In a field like software development that demands attention to detail, peer review is essential. When the slightest mistake can cause serious errors throughout the project, another set of eyes (or several) will help ensure that everything reaches its full potential. While there are automated tests you can perform to vet your code, nothing beats the human touch.
Code reviews have been demonstrated to significantly speed up the development process. But what are the responsibilities of the code reviewer? When running a code review, how do you ensure constructive feedback? How do you solicit input that will expedite and improve the project? Here are a few tips for running a solid code review.
- Establish goals: Code reviews are more than just finding errors and bugs.You may be thinking about adding new features and how to implement them. You may be trying to ensure that the code meets certain style standards established by your organization. Whatever the goals are, it’s important that you make them clear at the very beginning of the process, and that everyone on the team understands and works towards them. If each team member has a different goal or viewpoint, it will be difficult to reach a consensus and make progress.
- Do your first pass: Try to get to the initial pass as soon as possible after you receive the request. You don’t have to go into depth just yet. Just do a quick overview and have your team write down their first impressions and thoughts.
- Use a ticketing system: Most software development platforms facilitate comments and discussion on different aspects of the code. Every proposed change to the code is a new ticket. As soon as any team member sees a change that needs to be made, they create a ticket for it. The ticket should describe what the change is, where it would go, and why it’s necessary. Then the others on your team can review the ticket and add their own comments. Not only will this system help you keep track of all proposed changes, but the discussion will lead to further improvement and refinement of the overall code.

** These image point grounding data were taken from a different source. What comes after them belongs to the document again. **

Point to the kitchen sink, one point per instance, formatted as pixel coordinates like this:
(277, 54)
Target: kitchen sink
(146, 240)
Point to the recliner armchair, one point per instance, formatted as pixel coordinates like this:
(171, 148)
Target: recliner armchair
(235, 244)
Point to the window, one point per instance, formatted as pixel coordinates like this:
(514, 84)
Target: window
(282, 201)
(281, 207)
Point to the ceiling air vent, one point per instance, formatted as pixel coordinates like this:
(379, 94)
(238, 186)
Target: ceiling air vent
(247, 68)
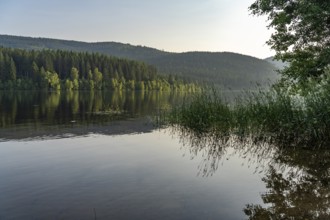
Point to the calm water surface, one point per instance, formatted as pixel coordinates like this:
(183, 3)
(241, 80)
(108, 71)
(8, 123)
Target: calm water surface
(98, 156)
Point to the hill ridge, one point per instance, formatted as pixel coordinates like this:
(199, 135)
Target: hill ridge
(227, 69)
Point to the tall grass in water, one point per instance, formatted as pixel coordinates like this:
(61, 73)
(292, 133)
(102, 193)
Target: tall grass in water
(271, 116)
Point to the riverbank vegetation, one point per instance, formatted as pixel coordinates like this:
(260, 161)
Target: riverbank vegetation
(272, 116)
(64, 70)
(295, 112)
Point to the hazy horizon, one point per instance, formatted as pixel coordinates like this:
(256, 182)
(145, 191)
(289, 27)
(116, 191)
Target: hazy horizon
(173, 26)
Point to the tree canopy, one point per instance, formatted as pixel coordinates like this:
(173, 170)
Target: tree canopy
(301, 37)
(57, 69)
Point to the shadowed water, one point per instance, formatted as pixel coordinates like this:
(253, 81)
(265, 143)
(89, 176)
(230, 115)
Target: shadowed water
(99, 156)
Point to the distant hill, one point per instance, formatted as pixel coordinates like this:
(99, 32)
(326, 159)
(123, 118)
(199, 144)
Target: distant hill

- Run tests: You can try to spot tiny errors by looking at line after line of code, but it’s often easier to run the piece of code in question and see how it works. In doing so, it’s easier to find bugs in the context of how they affect your application. It can also provide insight into what features are missing or could be improved.

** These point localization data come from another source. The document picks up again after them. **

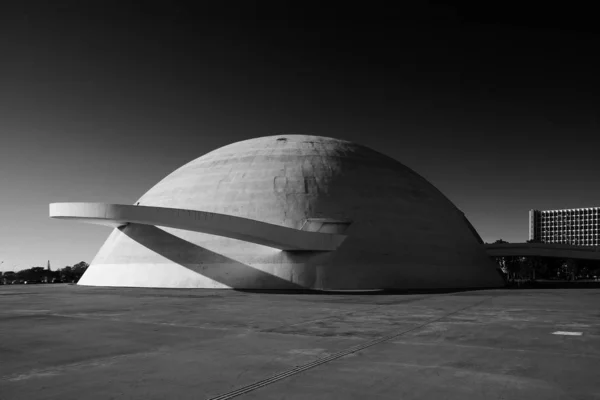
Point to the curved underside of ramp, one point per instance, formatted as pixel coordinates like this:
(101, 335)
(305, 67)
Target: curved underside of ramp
(278, 237)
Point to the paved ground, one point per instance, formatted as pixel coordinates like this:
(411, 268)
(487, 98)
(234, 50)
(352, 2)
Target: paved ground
(70, 342)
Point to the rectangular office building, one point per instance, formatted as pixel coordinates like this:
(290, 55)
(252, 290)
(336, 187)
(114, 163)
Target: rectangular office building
(577, 226)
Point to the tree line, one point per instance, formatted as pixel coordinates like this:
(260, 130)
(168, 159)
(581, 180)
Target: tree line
(546, 268)
(68, 274)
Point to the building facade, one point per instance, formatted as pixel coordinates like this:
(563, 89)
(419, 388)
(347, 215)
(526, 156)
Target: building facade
(576, 226)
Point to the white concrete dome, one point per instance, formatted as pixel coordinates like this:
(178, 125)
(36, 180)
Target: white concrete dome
(403, 232)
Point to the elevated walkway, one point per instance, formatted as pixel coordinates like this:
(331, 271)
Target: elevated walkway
(315, 235)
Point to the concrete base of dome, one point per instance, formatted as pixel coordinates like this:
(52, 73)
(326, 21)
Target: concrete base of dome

- Test proposed changes: Put the code into your testing environment and see how it functions with the proposed changes. Do the changes work? Has the software improved, or have the changes caused more problems? Do these changes work for the project’s overall budget? What still needs to be done? Create more tickets for discussion, based on the tests.
- Do your in-depth pass: Now it’s time to sift through the lines of code with a fine-toothed comb and find the bugs, the style issues, the misplaced parentheses, etc. Some people prefer to do this before testing the proposed changes from the first pass. They’ll wait until the end and then test all the changes at once. But testing the changes from your first pass can help inform your second pass. Plus, testing as you go can save you time and money, as opposed to saving all of your testing to the end.

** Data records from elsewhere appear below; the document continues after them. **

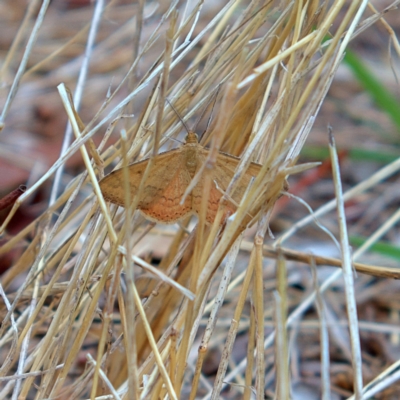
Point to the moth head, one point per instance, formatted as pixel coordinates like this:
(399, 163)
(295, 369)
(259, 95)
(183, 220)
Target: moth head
(191, 137)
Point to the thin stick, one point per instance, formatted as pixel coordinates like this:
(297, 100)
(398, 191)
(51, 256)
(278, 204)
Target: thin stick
(347, 274)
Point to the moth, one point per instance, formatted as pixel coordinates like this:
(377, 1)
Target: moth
(170, 176)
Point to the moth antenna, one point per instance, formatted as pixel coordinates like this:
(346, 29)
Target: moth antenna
(175, 140)
(178, 115)
(212, 110)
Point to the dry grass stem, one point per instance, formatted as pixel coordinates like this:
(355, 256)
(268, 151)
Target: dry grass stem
(97, 301)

- Submit the evaluation: Minor changes such as coding errors and typos can be fixed as you go along. But major changes should always be discussed with the code’s author first. Ask yourself, is the change you’re proposing really a problem, or just something that you would have done differently? Because in the end, it’s their code, not yours. Once you’ve submitted your evaluation of the code, talk to the author and find out why they did things a certain way. Then tell them your approach and see what they think. Hopefully, you’ll be able to see things from each other’s point of view and use those insights to make the code the best that it can be.
A code review is one of the most important aspects of programming. It allows you to address problems more quickly and efficiently, and ultimately deliver higher-quality code and a better software product.